Le béluga perdu dans la Seine est désormais dans une écluse, et refuse de se nourrir

Le béluga, repéré mardi dans la Seine, est entré vendredi 5 août dans une écluse à 70 km de Paris. Cette situation représente un “risque de stress supplémentaire” pour ce cétacé, explique le président de l’ONG Sea Shepherd, Lamya Essemlali. L’écluse de Notre-Dame de la Garenne, près de Vernon, est désormais fermée et interdite à la navigation jusqu’à nouvel ordre, selon la préfecture de l’Eure.

Lamya Essemlali a déploré que “Les tentatives de se nourrir dans la rivière n’ont jusqu’à présent pas intéressé le béluga” mais qu’il reste un espoir que “c’est différent dans la serrure”. Si le cétacé “ne réagissez pas positivement, ça va devenir compliqué”, a-t-elle poursuivi en citant des vétérinaires spécialisés dans cette espèce protégée, qui vit habituellement dans les eaux froides. “Il faut agir vite, son état de maigreur étant très avancé, et le sortir de l’eau pour lui prodiguer des soins s’annonce très difficile.”

Gérard Mauger, vice-président du Groupe d’étude des cétacés du Cotentin (GEEC) a continué à observer le béluga. “Il a le même comportement qu’hier, très fugace. Il fait de très courtes apparitions en surface, suivies de longues apnées.” Approchant d’une cinquantaine de mètres, “nous avons fait des enregistrements acoustiques, avec nos moteurs coupés, mais il n’a pas fait d’émissions sonores”il a regretté.
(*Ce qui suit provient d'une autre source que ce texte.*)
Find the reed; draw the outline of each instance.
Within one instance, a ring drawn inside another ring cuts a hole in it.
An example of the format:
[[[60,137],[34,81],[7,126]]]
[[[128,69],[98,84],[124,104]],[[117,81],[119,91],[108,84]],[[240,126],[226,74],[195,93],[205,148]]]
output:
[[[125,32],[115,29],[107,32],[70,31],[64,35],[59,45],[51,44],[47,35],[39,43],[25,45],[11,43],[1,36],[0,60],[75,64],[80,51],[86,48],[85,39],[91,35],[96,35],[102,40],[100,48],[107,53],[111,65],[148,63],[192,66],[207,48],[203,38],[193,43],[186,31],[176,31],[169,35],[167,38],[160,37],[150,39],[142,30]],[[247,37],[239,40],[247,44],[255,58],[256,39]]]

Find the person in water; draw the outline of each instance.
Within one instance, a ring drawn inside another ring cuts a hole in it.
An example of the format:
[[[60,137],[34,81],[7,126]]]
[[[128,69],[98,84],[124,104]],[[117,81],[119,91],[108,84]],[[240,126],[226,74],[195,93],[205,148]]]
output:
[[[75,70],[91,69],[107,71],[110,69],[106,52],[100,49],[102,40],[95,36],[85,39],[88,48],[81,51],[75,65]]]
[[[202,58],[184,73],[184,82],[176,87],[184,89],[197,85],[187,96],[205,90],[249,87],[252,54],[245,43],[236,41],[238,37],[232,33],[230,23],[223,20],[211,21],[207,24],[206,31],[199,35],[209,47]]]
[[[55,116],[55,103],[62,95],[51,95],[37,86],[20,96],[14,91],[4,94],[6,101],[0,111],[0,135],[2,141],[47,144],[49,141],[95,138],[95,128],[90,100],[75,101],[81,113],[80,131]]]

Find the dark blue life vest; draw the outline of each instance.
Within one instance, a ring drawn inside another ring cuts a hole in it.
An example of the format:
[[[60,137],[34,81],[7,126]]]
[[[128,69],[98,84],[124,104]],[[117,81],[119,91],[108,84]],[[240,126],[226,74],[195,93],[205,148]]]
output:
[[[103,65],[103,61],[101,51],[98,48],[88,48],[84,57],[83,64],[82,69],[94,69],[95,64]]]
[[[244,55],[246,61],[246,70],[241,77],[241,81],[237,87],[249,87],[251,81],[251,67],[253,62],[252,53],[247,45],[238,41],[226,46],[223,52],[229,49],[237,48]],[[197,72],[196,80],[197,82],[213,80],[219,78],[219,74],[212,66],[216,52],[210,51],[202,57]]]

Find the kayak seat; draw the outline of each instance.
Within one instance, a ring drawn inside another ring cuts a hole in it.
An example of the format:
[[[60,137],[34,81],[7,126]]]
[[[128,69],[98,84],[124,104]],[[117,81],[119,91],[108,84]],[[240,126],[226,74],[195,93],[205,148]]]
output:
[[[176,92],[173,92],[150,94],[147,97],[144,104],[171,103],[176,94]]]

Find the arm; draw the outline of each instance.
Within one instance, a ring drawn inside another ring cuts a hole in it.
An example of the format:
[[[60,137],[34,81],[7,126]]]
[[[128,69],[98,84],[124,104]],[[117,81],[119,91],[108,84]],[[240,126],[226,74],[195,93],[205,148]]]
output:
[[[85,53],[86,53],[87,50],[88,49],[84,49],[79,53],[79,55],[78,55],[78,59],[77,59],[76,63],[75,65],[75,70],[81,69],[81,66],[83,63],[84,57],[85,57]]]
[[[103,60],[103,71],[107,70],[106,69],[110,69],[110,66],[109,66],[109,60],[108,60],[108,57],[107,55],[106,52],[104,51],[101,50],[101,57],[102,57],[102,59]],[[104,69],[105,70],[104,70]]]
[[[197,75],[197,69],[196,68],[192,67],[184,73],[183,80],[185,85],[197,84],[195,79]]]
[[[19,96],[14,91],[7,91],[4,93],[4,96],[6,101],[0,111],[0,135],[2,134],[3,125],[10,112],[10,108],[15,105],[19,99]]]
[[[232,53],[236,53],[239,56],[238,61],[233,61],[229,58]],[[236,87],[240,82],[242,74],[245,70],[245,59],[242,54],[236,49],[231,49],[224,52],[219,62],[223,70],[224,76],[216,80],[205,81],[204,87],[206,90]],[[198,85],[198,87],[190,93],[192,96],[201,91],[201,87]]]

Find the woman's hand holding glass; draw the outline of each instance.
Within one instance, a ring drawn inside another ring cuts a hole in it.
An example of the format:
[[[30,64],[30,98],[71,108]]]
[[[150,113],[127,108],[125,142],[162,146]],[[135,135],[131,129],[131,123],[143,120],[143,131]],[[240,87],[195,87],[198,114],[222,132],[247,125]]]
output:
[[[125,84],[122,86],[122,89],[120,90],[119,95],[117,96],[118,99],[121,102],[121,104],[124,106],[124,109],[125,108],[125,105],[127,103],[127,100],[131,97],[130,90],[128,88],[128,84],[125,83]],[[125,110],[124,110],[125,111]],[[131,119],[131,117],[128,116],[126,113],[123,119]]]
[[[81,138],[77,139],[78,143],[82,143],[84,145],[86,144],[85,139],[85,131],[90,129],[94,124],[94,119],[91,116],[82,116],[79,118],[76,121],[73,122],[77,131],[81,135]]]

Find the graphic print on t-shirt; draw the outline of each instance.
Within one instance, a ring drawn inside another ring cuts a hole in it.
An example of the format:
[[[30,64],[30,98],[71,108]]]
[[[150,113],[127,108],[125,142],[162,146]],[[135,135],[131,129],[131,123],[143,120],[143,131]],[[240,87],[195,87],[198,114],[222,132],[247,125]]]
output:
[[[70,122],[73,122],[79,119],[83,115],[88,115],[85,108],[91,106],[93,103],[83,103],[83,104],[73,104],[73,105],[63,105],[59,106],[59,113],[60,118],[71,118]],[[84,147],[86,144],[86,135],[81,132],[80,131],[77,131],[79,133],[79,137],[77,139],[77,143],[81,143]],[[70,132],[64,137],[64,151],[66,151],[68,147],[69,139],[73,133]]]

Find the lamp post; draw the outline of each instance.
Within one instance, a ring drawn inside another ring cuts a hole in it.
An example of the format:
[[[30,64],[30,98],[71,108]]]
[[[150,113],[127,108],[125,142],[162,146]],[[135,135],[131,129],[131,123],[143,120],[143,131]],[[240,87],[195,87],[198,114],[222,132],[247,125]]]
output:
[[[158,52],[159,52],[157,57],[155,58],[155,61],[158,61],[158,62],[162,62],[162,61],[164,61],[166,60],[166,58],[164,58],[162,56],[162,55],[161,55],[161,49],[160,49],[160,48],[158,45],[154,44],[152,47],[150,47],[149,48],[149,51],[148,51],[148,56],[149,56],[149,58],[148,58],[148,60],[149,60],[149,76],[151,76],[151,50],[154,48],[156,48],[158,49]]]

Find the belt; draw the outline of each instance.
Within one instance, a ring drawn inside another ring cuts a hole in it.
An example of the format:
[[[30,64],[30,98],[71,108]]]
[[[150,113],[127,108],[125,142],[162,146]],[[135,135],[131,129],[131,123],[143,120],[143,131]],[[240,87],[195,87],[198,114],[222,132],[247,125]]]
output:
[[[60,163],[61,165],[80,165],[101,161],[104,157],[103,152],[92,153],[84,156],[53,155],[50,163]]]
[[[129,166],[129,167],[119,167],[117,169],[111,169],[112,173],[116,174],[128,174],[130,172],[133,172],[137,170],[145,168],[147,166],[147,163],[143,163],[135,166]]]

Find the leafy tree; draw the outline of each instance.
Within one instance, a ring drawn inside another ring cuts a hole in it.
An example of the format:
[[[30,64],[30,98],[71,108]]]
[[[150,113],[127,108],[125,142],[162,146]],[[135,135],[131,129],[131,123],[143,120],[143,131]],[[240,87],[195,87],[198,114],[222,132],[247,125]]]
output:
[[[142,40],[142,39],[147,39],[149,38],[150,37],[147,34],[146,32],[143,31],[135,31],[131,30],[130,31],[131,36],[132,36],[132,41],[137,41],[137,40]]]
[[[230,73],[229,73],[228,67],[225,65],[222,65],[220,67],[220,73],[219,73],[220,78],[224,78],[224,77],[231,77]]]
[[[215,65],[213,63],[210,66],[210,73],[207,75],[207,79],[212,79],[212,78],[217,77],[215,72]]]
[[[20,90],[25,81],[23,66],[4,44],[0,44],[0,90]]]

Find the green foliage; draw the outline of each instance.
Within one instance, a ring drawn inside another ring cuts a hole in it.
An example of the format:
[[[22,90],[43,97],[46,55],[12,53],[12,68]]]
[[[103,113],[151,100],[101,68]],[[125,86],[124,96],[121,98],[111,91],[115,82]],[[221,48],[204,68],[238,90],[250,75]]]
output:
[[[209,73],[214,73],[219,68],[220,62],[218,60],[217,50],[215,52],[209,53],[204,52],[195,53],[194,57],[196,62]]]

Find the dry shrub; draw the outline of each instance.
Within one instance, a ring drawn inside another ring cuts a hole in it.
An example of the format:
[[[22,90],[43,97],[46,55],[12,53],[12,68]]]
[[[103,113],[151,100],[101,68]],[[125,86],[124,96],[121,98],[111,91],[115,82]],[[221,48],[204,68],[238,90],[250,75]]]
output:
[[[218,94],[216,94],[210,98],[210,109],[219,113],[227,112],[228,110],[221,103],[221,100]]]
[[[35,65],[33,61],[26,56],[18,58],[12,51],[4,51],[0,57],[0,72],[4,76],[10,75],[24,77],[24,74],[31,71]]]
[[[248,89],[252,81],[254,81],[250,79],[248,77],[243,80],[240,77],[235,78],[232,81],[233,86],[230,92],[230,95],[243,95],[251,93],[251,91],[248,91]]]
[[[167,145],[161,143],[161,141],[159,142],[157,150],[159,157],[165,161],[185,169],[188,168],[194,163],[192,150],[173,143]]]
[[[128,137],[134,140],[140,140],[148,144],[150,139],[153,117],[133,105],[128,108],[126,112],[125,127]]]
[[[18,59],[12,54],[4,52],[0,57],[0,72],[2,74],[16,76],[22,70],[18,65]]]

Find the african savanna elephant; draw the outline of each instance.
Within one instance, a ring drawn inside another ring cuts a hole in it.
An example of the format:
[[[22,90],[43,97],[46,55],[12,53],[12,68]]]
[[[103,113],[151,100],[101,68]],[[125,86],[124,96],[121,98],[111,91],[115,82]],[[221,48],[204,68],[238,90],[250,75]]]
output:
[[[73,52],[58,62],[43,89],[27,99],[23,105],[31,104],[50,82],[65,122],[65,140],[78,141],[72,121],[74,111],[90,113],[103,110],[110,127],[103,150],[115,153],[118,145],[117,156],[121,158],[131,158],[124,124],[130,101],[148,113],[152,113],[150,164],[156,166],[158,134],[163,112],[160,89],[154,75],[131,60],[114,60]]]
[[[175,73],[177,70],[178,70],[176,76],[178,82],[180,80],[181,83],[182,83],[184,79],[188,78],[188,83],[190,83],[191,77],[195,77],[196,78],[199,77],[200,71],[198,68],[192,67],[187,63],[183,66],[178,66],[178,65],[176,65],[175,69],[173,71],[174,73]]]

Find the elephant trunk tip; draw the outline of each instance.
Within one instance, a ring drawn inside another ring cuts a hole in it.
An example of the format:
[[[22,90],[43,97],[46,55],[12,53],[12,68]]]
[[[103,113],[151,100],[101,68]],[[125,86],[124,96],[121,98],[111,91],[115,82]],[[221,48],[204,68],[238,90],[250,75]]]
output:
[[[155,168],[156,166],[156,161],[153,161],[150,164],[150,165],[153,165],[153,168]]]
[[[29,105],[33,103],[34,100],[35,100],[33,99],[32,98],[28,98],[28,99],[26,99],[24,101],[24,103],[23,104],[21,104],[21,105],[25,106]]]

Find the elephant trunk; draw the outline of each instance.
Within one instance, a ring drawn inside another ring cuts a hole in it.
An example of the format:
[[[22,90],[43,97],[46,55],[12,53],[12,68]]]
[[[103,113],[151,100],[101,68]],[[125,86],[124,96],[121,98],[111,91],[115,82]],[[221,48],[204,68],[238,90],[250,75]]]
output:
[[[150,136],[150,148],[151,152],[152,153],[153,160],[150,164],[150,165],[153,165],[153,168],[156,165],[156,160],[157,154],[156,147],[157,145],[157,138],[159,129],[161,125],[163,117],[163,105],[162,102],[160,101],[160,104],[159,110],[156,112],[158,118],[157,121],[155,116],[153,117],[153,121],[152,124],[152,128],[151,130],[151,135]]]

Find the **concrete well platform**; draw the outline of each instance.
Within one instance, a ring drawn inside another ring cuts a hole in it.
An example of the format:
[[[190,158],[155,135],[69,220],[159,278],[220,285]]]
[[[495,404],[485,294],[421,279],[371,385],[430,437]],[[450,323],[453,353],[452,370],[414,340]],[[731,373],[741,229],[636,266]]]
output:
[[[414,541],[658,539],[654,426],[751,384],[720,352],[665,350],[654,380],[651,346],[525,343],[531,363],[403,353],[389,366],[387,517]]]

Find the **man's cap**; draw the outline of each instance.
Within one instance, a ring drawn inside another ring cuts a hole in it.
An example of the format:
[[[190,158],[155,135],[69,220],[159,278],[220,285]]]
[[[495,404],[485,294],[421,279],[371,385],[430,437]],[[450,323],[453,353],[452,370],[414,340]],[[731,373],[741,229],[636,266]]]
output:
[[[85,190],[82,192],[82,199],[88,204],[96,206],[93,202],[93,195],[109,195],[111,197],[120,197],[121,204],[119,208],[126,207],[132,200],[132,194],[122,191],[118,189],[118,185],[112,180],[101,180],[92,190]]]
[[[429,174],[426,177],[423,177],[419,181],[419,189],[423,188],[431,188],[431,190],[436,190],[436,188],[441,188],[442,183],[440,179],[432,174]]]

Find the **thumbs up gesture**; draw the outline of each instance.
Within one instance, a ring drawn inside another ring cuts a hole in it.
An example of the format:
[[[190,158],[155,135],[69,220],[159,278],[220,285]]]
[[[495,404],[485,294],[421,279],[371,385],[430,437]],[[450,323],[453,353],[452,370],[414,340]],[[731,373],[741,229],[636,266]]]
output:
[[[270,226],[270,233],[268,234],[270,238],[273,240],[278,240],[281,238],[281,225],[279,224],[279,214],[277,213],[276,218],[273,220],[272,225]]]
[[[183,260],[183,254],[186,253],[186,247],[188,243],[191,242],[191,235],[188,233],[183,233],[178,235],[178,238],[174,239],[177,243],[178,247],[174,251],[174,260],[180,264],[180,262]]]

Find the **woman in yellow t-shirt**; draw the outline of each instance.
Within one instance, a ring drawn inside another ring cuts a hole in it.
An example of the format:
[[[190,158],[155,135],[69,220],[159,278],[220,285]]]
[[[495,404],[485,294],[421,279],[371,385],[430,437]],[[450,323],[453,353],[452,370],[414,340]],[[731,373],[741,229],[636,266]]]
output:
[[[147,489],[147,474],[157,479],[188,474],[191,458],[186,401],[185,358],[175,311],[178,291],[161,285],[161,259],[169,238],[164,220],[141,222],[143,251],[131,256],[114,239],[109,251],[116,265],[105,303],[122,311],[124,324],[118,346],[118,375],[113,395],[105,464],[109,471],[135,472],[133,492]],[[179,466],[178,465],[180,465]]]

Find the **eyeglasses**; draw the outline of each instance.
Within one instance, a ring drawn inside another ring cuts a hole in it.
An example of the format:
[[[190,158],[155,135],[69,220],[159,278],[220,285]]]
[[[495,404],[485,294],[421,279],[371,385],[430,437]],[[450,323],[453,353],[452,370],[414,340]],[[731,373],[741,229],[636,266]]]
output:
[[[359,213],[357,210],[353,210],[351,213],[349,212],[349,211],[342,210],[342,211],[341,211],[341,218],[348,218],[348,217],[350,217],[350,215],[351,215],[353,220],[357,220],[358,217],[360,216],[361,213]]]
Quatre bateaux se trouvaient dans la zone, selon Gérard Mauger : celui du Sdis (Service départemental d’incendie et de secours), de l’OFB (Office français de la biodiversité), de Sea Shepherd et de la SNSM (Société nationale de sauvetage en mer). ).

Selon l’observatoire Pelagis, spécialisé dans les mammifères marins, il s’agit du deuxième béluga connu en France après qu’un pêcheur de l’estuaire de la Loire en ait remonté un dans ses filets en 1948. En 1966, un autre individu avait remonté le Rhin jusqu’en Allemagne et en 2018, un béluga a été observé dans l’estuaire de la Tamise en Angleterre.

“Ces cas d’errance restent inhabituels et inexpliqués, avec probablement de multiples raisons, notamment l’état de santé, l’âge (les subadultes se dispersent plus facilement), l’isolement social, les conditions environnementales, etc.”poursuit l’observatoire.